Filling and Breaking Through Holes

Filling and Breaking Through Holes

Starting Chantilly running back Mike Farris uses speed, grit to score touchdowns and fill the roster spot Torrian Pace left behind.


Chantilly running back Mike Farris attempts to break away from pursuing Woodson defenders. Farris finished the game with two touchdown runs and 113-rushing yards.

Last season, Chantilly High School running back Mike Farris spent his time playing as a wide receiver while 2008 first team All-Region player Torrian Pace spearheaded the Charger’s running attack.

With Pace now at Youngstown State University in Ohio, Farris, a 5'9'', 160-pound senior, is back in his natural position and with the starting job, comes the demands of picking up where Pace left off.

"It's a lot different than when we had [Pace]," Farris said. "He weighed about 60 pounds more than I do. I have to have a hole I can rush through, while [Pace] could make something out of nothing."

Farris is undersized for a running back, but it hasn't stopped him from making an impact on the Chargers' offense.

While his style isn't as flashy as other northern region running backs, he grinds out yards for small gains and surprises defenders with dashes of speed.

He showcased these skills in the Chargers' 26-14 loss to W.T. Woodson High School on Sept. 25.

On one play, Farris smashed through Woodson's large defensive line, cut three times around defenders before breaking away from the pack, and ran 45-yards for a touchdown.

It was Farris’ second touchdown of the night and his longest rushing touchdown this year. Farris finished the game with 113 rushing yards.

The Woodson game, however, was far from Farris’ best performance this season.

AGAINST LANGLEY High School on Sept. 11, Farris pounded his way to the short-yardage gains he's known for and ran for four touchdowns in the Chargers' 42-20 victory.

"[Farris] has been developing well as a running back," Head Coach Mike Lalli said. "He's a different type of runner than we've had in the past. He's a little bit smaller, but he's faster than most people expect. He sees the hole well."

While Farris doesn't always break huge runs for touchdowns, he said he is happy to earn yards any way he can and credits the offensive line for getting him to the end zone.

"It's not just me [earning the yards], it's a lot of people," Farris said. "As long as we're moving the ball, we don't need to have a big play every time."

Chantilly quarterback Carson Romine said that his offense is confident it can rely on Farris to grind for yardage.

"If we want to get yards, we tell the line to push for [Farris]," Romine said. "Our line is just awesome. When we get the holes, [Farris] makes the plays for us."

Chantilly's defense had a strong effort against Woodson, holding Woodson's record-breaking quarterback Connor Reilly to 111 passing yards, but it was the Cavaliers' rushing attack that challenged the Chargers.

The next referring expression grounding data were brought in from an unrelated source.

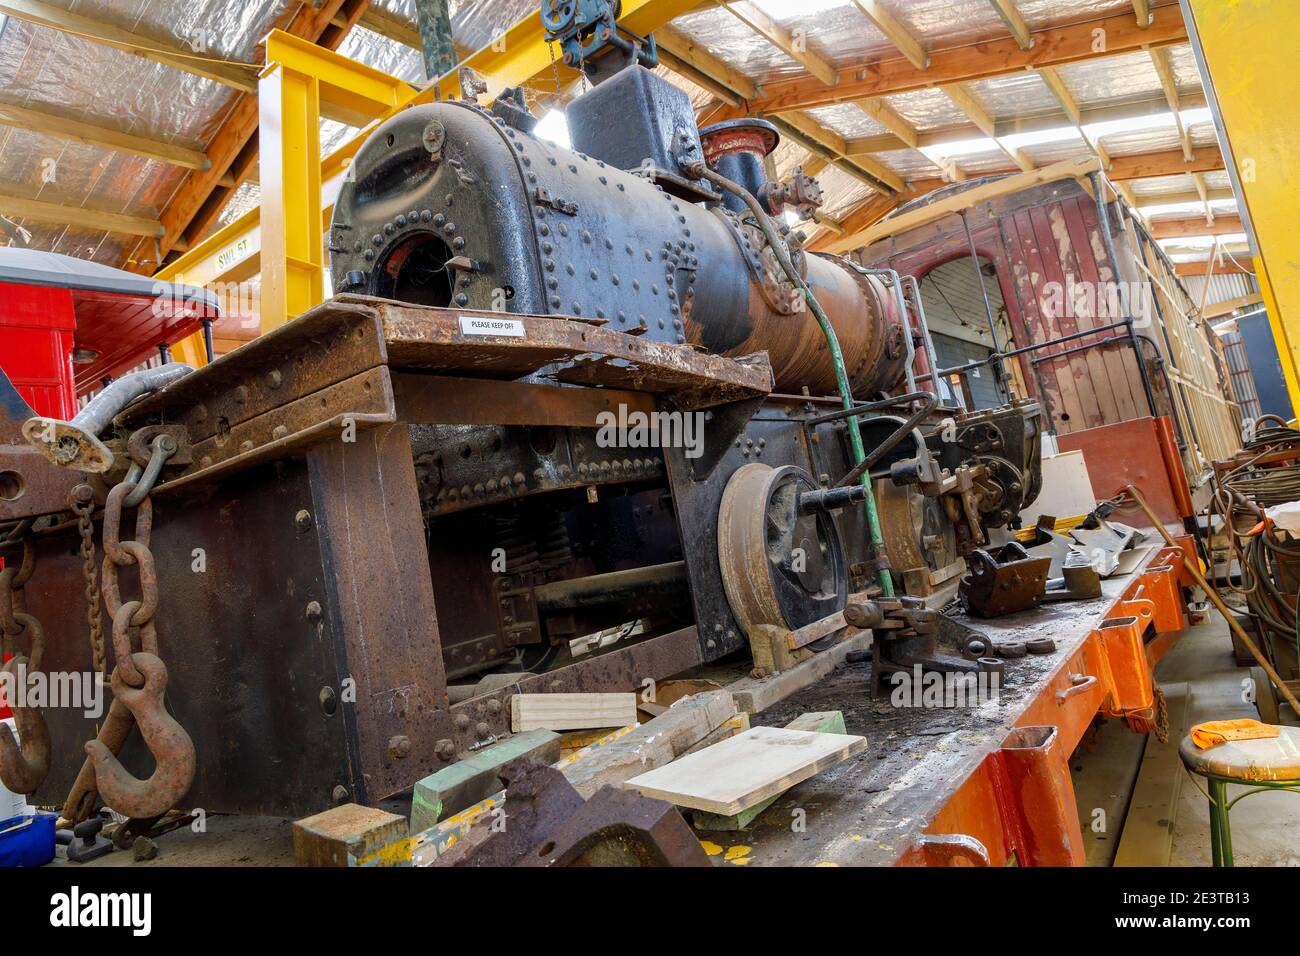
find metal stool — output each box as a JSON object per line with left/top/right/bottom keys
{"left": 1179, "top": 725, "right": 1300, "bottom": 866}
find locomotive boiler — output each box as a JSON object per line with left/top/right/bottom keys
{"left": 324, "top": 59, "right": 1043, "bottom": 679}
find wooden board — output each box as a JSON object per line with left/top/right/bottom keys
{"left": 728, "top": 631, "right": 871, "bottom": 714}
{"left": 622, "top": 725, "right": 866, "bottom": 816}
{"left": 510, "top": 692, "right": 639, "bottom": 732}
{"left": 1114, "top": 682, "right": 1191, "bottom": 867}
{"left": 693, "top": 711, "right": 846, "bottom": 831}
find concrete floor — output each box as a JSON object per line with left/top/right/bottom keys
{"left": 1073, "top": 613, "right": 1300, "bottom": 866}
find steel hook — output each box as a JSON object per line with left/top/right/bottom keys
{"left": 85, "top": 652, "right": 194, "bottom": 820}
{"left": 0, "top": 613, "right": 50, "bottom": 795}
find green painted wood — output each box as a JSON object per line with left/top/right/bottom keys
{"left": 410, "top": 729, "right": 561, "bottom": 832}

"We had a lot of missed tackles [at the end of the game]," Lalli said. "Their running backs made some pretty good plays. It was impressive."

ALTHOUGH the Chargers lost to Woodson, Lalli said the team is making progress and is looking forward to better efforts against Concorde District opponents.

"There are a lot of things we did well [against Woodson]," he said. "But [Woodson] made some plays on us and we had poor tackles. We made some plays, but we can be more consistent [on offense]."

Chantilly's (2-2) Homecoming game is on Oct. 2 against Hayfield Secondary School (3-1).